Entre as ações identificadas pela PF estava uma estratégia focada na jornalista Malu Gaspar, colunista do jornal O Globo , motivada por uma preocupação de Daniel Vorcaro, fundador do Master, com as reportagens que ela publicava sobre o banco. Segundo a decisão, a nova frente investigativa mostrou que a estrutura utilizava recursos econômicos provenientes do esquema de fraudes financeiras relacionadas ao Banco Master. Leia a íntegra (PDF – 261 kB) .

Com esse suporte financeiro, o grupo oferecia vantagens a jornalistas e influenciadores para obter apoio público à instituição. Caso houvesse recusa, a estrutura recorria a informações privadas e sigilosas obtidas de forma ilícita para constranger, intimidar ou coagir os alvos que não aderissem ao chamado “Projeto DV” –iniciais de Daniel Vorcaro. Para executar as abordagens a influenciadores digitais e jornalistas, o núcleo oferecia propostas financeiras com valores até R$ 2 milhões para a publicação de conteúdos favoráveis ao Banco Master ou para questionar a atuação do BC em razão da liquidação da instituição.

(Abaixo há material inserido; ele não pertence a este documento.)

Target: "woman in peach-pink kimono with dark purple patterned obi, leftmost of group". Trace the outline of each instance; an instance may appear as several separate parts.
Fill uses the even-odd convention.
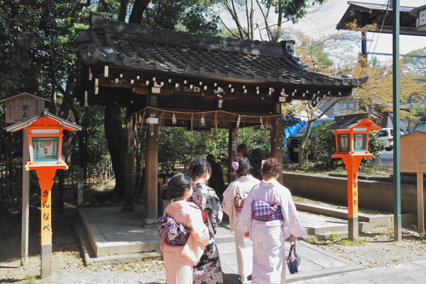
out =
[[[160,217],[158,234],[163,236],[161,251],[168,284],[192,283],[192,266],[202,256],[209,243],[209,229],[202,221],[200,207],[187,202],[192,195],[192,180],[178,173],[166,184],[168,195],[173,200]]]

A PF obteve indícios de que os contatos comerciais envolviam a agência GroupBR , por meio de Júnior Favoreto, e a Miranda Comunicações (Agência MiThi, controlada por Thiago Miranda Silva), além da contratação da agência Unlimited, pertencente a André Salvador e Anderson Antunes. Ainda de acordo com a decisão, cada proposta exigia a assinatura de um acordo de confidencialidade com previsão de multa contratual de R$ 800 mil em caso de quebra do sigilo. O vereador Rony Gabriel chegou a ser procurado por um representante da empresa UNLTD com uma minuta desse acordo vinculada ao “Projeto DV” .

As condições previstas determinavam que, após assinar o termo, Gabriel deveria gravar vídeos afirmando que o Banco Master teria sido “vítima” do BC no contexto da liquidação da instituição financeira. MONITORAMENTO DE JORNALISTAS O relatório policial detalha que Thiago Miranda e Vorcaro planejavam estratégias que incluíam o levantamento constante de “informações de natureza pessoal, profissional, familiar e patrimonial” da jornalista Malu Gaspar. As buscas feitas pelo grupo abrangeram a estimativa de renda da jornalista, movimentações em cartões de crédito, volume de movimentações bancárias, além da identificação de seus filhos e dados patrimoniais.

Segundo a PF, o propósito era reunir material sensível capaz de expor, constranger ou descredibilizar a profissional publicamente. Para obter tais dados sigilosos, o núcleo utilizava plataformas clandestinas como o site nextbuscas.pro.